В молчании все двое наблюдали, как Лешка заводит тряпку к тому месту, куда показывал Студнев. Парф, впрочем, забеспокоился, что не тем они занимаются, и посмотрел на бутылку: водка кончалась.
— Разлить бы надо скорее, — кивнул он на бутылку и вытянул вперед правую руку, как будто хотел сказать торжественную речь. Студнев и Лешка повернулись и уставились на бутылку, будто только сейчас ее увидели. Потом так же молча посмотрели на Парфа.
— Водка же выдыхается — промолвил он, опуская указующую руку.
— Мы же здесь мокрое вытираем — пояснил Лешка. — Как ты этого не понимаешь?
— А я разолью пока.
— Валяй, наливай, кто же против-то? Не для того собрались.
Парф, удовлетворенный взаимопониманием, начал разливать остатки, чутко прислушиваясь к булькам. Лешка, наконец, справился с пролитым и отложил тряпку в сторону. Потом понюхал руку.
— Тряпкой пахнет, — сообщил он, еще раз втянул в себя воздух и добавил: — Хотя не сильно пахнет. Выпьем, что ли?
Выпили.
Лешка на этот раз закусил сложно: помидорчиком, салом, кусочком черного хлеба и опять салом, но теперь уже смоченным в соке от хрена. Студнев даже загляделся, как ловко у того все укладывалось.
— Ты, Леха, молодец. Сам сижу, пью, а как погляжу на тебя, так дух захватывает — умеешь выпить.
— Я и закусить умею, — жуя и кивая головой, отвечал Лешка, отправляя очередной кусок сала в крышечку с хреном, а потом в рот. — Я же в поезде думал, чем закусывать будем, а ведь не голодный был!
— А я что-то проголодался, — вступил в разговор Парф. — Давайте колбаски порежем.

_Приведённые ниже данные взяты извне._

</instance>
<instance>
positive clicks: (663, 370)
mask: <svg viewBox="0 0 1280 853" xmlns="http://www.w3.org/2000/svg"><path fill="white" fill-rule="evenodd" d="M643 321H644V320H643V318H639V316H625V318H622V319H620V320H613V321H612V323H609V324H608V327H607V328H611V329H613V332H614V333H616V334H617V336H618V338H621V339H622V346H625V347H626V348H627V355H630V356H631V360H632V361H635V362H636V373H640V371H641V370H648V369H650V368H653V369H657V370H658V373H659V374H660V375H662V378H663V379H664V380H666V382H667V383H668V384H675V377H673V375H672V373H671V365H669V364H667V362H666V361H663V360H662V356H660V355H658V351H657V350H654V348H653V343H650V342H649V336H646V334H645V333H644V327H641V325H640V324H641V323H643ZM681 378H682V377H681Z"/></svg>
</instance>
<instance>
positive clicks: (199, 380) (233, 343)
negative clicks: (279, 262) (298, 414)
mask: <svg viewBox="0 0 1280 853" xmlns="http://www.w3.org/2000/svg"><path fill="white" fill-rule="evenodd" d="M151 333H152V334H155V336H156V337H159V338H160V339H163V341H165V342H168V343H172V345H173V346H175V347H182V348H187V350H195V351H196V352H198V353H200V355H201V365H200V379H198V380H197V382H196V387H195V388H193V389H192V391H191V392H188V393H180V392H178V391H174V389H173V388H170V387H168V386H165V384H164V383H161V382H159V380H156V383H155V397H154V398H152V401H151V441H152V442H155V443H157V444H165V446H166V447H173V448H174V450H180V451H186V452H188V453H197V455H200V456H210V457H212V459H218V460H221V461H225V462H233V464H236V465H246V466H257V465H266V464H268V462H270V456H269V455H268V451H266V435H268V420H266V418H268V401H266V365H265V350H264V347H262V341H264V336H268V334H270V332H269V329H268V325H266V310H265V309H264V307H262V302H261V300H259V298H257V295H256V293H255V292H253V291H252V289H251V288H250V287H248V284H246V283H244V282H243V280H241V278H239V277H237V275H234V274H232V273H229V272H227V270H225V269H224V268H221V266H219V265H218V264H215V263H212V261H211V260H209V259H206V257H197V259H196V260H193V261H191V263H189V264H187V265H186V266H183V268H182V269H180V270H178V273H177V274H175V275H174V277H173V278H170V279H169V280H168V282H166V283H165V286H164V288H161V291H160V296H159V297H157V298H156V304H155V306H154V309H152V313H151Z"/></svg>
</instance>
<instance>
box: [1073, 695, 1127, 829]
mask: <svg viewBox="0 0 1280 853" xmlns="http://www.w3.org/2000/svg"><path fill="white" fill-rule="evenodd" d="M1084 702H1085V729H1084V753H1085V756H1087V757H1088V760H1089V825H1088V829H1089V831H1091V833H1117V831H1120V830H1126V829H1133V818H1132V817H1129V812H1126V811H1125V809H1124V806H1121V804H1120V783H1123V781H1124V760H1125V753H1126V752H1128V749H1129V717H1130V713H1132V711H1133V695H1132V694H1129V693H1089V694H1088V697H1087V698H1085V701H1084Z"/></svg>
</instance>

Студнев взял нож, предварительно отколупав немного кожуры, содрал ее и стал аккуратно нарезать круглые кусочки. Они ложились затейливым орнаментом так, что всем сразу захотелось выпить. Вытерев нож, Студнев отрезал несколько ломтиков и хлеба, умышленно оттягивая желанную минуту - вторая бутылка уже стояла открытой.
— Hу! Со свиданьицем!
Звонко столкнулись стаканы, заколыхалась в них прозрачная жидкость, и тут же была выпита, закушена и одобрена. В который раз похвала от русского человека.
— Давай, Парф, спой что-нибудь веселое! — попросил Студнев.
Порфирий взял гитару, послушал, хорошо ли настроена, и запел про розу в склянке, как гордо и неторопливо она цвела.
— Исторический роман завершал я понемногу! — радостно запели все втроем. — Пробираясь, как в туман, от пролога к эпилогу!
Стоял прекрасный солнечный день. А они были молоды, и никакого эпилога не предвиделось. На столе была еда, которой хватило бы на три дня. За занавешенным окном двигались люди по улице, ехал трамвай из депо, в киоске продавали утренние газеты. На трамвайной остановке стояла девушка и, нахмурив от солнца брови, читала конспект лекций по истории французской литературы.
В этот день не было войны, голода и стихийных бедствий.